"He has won you over to his side. I knew, when he took you down to the end of the room, where I could hear nothing, that he was going to poison your mind against me."

Miss Knollys gives way once more to ill-timed mirth.

"So you were looking, too?" says she.

"I—no. Oh no. I—I only"—growing crimson—"wanted to see whether you were safe. You had stopped talking, and I know how violent he can be, and," with a gasp, "I just looked once to see that you were alive."

"Tita," says Miss Knollys solemnly, "when I want those dozen lies told for me in a minute, I shan't ask you to tell them."

CHAPTER XXII.

HOW MAURICE SMOKES A CIGAR, AND MUSES ON MANY THINGS; HOW HE LAMENTS HIS SOLITUDE; AND HOW AN UNEXPECTED VISITOR COMES TO HIM.

"It is the mynd that maketh good or ill," says the old poet. Sir Maurice, sitting here in the library at The Place, feels his "mynd" far from happy. He has finished his business with the agent, and now there lies before him a long, dull evening in which to think on many things.

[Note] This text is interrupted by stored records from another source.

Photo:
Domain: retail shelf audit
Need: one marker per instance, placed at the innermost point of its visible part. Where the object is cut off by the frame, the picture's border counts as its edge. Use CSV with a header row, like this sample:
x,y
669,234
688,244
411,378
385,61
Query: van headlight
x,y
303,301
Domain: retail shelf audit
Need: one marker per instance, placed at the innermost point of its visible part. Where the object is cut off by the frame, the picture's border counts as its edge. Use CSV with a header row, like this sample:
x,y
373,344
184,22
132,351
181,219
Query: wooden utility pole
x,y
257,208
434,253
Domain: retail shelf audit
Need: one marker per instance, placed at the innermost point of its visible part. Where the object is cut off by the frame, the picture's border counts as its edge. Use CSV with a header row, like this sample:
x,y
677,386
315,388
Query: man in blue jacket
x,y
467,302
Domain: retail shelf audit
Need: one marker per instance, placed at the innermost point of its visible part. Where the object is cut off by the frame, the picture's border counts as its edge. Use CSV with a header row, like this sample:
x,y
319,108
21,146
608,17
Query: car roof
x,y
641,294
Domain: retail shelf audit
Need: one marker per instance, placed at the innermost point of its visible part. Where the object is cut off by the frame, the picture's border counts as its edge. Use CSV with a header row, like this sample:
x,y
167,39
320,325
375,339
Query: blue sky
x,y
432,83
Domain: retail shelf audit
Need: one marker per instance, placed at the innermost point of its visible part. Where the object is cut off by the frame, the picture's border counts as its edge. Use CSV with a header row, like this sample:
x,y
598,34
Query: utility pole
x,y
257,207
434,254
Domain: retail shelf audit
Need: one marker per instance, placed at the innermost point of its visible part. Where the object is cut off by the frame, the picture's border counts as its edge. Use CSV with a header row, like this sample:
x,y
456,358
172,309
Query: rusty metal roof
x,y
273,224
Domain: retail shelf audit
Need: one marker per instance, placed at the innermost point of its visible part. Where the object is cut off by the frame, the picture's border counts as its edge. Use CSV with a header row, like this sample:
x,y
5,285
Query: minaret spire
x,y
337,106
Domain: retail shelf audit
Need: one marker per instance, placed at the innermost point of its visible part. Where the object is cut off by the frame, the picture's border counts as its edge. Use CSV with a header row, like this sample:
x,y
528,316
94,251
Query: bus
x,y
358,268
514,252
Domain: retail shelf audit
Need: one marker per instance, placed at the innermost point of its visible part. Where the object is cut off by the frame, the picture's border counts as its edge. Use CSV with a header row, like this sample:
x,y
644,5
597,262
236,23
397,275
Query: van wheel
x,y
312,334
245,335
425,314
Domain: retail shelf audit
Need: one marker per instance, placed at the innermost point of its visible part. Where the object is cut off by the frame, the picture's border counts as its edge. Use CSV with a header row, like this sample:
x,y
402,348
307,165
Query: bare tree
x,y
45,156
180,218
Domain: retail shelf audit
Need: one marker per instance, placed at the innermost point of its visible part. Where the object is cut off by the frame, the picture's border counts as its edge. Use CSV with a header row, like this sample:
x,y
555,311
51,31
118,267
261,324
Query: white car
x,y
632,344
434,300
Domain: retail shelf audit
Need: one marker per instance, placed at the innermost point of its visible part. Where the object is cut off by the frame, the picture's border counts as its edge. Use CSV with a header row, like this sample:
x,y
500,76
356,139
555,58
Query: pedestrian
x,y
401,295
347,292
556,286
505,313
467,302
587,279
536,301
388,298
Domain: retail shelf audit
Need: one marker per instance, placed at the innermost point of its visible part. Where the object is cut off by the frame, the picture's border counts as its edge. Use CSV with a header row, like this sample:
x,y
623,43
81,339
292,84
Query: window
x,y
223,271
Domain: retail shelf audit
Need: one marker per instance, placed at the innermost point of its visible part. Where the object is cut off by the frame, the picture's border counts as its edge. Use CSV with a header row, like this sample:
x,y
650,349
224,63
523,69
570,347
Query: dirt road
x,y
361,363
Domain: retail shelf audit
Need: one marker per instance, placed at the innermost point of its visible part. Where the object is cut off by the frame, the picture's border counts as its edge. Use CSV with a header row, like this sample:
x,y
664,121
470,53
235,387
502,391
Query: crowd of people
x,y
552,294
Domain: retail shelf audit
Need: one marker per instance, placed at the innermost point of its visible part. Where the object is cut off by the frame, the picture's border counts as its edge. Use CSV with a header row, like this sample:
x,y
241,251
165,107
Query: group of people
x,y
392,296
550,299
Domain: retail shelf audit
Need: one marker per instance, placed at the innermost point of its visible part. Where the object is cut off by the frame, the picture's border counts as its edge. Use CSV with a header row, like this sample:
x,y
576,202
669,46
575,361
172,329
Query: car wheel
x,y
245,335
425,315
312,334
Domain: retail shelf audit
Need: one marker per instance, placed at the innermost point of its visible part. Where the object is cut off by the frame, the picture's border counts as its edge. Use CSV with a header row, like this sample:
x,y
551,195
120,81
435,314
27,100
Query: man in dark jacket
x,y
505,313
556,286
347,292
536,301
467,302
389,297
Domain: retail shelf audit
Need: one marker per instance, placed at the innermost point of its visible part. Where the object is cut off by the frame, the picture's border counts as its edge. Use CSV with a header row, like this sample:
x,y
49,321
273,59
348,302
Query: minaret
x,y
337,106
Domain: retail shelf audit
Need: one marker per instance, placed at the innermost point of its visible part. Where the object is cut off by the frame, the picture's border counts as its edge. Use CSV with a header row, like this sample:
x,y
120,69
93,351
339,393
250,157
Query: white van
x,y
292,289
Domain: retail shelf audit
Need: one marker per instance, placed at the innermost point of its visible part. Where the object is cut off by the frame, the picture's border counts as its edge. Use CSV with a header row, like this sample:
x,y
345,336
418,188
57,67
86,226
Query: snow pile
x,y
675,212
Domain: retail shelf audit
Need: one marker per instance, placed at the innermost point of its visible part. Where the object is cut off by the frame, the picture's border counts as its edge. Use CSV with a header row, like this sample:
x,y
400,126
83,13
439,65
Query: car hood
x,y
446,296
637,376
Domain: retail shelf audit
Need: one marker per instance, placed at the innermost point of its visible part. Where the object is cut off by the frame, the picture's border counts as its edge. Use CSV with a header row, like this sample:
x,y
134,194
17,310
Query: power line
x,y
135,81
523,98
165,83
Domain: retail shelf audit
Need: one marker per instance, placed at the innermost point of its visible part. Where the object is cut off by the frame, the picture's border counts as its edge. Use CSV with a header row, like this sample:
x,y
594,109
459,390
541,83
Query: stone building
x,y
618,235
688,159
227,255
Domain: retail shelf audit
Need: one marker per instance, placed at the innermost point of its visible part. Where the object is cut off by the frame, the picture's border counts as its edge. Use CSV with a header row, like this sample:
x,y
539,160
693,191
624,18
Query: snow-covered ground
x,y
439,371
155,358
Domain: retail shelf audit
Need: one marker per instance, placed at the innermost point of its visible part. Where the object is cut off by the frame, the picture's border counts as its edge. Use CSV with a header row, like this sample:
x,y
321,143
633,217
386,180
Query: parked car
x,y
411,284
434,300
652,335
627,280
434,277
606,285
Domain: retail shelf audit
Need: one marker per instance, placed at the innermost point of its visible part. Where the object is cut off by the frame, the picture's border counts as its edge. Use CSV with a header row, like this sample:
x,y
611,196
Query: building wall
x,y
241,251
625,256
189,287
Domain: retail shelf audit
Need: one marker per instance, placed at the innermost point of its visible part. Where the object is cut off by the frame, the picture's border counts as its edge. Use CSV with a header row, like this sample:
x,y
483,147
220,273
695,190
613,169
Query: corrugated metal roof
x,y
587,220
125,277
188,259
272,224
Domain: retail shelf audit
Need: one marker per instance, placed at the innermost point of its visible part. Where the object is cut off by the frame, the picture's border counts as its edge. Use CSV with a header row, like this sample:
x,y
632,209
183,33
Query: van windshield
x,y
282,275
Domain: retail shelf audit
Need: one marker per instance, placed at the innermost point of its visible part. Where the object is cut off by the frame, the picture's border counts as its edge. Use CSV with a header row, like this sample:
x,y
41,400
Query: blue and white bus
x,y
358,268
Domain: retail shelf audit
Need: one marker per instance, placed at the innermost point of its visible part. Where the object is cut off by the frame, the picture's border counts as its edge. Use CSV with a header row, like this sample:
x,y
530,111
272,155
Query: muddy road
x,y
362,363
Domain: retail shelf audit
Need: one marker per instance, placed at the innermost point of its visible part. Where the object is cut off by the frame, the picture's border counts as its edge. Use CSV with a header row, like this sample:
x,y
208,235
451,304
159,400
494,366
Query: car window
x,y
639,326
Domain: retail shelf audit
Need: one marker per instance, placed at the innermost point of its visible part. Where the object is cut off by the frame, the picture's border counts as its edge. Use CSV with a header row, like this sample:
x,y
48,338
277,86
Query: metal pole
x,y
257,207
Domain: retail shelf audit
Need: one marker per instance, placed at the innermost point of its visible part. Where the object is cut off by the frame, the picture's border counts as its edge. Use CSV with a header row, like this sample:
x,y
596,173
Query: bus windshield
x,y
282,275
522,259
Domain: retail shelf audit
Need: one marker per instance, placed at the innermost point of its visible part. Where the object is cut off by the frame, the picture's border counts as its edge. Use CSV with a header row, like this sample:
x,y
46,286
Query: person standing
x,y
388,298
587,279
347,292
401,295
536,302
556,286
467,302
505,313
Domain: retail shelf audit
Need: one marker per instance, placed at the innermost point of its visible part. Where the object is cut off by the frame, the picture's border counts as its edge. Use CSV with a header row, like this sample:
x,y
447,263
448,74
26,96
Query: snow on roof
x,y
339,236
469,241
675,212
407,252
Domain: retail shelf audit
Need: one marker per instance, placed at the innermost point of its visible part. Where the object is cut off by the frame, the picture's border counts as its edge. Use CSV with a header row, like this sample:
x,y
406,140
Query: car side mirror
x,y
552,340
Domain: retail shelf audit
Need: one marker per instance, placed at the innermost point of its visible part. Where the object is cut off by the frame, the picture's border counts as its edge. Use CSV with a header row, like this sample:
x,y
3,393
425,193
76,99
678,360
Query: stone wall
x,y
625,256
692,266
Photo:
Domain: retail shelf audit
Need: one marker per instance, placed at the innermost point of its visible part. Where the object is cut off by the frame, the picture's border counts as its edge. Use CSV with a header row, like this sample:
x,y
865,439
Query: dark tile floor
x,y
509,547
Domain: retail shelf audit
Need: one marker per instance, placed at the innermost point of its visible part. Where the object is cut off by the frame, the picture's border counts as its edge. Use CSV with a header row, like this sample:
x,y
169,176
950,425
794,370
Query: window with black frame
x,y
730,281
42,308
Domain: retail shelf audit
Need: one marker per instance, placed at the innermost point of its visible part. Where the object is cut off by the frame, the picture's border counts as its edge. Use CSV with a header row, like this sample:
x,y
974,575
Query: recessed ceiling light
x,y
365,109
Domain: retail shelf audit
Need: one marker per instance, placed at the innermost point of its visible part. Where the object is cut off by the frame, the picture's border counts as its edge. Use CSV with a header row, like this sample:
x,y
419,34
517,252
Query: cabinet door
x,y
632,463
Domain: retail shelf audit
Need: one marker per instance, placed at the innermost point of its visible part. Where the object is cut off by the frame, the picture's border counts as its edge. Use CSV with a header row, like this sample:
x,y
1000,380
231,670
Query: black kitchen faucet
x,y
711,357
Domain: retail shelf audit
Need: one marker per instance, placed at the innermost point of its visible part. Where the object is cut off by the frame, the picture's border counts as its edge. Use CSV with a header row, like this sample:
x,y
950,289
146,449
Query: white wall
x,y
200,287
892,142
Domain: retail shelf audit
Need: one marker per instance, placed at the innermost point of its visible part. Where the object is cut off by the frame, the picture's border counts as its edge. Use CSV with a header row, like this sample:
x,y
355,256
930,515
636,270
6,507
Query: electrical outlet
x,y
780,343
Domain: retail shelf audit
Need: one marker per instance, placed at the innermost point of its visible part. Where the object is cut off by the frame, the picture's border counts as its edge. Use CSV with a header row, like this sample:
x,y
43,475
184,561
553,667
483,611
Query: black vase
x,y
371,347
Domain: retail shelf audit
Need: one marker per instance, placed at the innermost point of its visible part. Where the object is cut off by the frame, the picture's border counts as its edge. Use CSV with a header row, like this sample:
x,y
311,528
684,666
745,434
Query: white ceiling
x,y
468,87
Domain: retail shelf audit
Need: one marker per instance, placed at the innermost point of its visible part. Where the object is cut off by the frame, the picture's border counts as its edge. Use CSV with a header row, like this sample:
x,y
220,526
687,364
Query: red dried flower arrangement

He is comfortable enough. His mother is well away, somewhere in Essex, and so he has the house to himself. The fire is burning very nicely—these May evenings are often chilly—and the cigar he is smoking is excellent. The dinner has been excellent, too. Astonishing, considering the shortness of the notice and what servants are. And yet—yet he feels dull to the last degree.

Over and over again his mind runs back to his morning's interview with Margaret. He would have stifled such returns, but they are beyond him. His brain insists on making photographs of Margaret's drawing-room, with its screens here and its pots there, and the tall jar filled with the sweet-scented flowers of early summer. The photographs go farther than that, too. One prominent object in all of them are the folding-doors at the end of the room.